O tema do empreendedorismo social está “cada vez mais a aparecer em todas as camadas da sociedade”, considera. Só que, “na ciência, não é uma saída comum”: “Na minha opinião, ainda ouvimos muito, na academia, que a história de sucesso é alguém tornar-se chefe de laboratório.” Da parte que lhe toca, Mariana vê a “biologia de bancada a ficar pelo doutoramento” e prevê, no futuro, “usar a comunicação de ciência para impacto social”, um caminho “com potencial”. Joana aponta que, actualmente, “muitos cientistas voluntariam-se para imensos projectos que tentam aproximar a ciência da sociedade”, encurtando-se distâncias.

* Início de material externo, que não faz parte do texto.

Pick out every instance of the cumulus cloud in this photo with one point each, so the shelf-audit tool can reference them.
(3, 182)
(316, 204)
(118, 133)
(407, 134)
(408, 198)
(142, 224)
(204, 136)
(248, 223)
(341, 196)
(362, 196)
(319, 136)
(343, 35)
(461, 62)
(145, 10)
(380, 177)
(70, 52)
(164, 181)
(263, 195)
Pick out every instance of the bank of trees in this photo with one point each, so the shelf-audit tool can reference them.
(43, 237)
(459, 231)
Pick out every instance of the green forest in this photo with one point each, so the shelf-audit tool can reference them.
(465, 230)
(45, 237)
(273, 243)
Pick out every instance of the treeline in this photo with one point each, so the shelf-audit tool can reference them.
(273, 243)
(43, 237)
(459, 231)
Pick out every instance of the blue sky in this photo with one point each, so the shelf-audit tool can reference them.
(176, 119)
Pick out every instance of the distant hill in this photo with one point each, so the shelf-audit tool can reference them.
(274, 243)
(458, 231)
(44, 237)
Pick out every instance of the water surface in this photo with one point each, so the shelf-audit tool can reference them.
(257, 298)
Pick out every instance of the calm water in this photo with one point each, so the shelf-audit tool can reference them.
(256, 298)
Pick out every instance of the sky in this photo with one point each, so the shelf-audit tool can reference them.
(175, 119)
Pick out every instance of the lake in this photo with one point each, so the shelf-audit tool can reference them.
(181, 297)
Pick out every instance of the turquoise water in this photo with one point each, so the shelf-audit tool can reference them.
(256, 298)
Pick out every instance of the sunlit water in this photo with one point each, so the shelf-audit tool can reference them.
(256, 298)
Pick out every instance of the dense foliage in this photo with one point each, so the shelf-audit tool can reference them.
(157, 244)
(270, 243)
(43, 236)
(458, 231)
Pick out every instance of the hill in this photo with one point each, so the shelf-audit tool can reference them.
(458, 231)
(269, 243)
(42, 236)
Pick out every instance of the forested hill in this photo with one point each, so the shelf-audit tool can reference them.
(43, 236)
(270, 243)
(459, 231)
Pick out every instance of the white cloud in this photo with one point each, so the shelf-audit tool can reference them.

O prémio, diz a fundadora da Chaperone, é “muito importante porque faz falta reconhecer estas pessoas empreendedoras”. “E haver esta entidade a nível europeu que dá visibilidade a estas mulheres e projectos dá força e coragem”, acrescenta. Junta este galardão “simbólico” (não é um prémio monetário) a outro reconhecimento, o título MIT Under 35 que recebeu em 2017. Como mulher na ciência — e fora dela —, diz que sentiu “diferença”: “É como estarmos todos a correr. Há quem queira chegar ao topo e quem não queira. Mas para se chegar ao topo, a mulher tem de fazer um desvio, há obstáculos. Têm de ser criados apoios para não se gerar discriminação ou vamos ter sempre um desfasamento.”
Para Mariana, o prémio “significa muito enquanto alguém apaixonada pela diversidade e inclusão”. Ainda que Portugal “seja uma excepção por ter grandes exemplos de mulheres na ciência”, este é ainda “um espaço muito dominado por homens”. Mas o trabalho não fica por aí: “Não sei quantas mulheres brancas ou que vieram de estratos ou contextos privilegiados estarão na lista. Acho que é muito importante dar espaço e ter em atenção a questão da interseccionalidade e inclusão.” Também porque, no final de contas, há muitas nuances num mundo “dominado por uma visão binária” em que nem todos se revêem. E isso, conclui, “é ter empatia” por todos.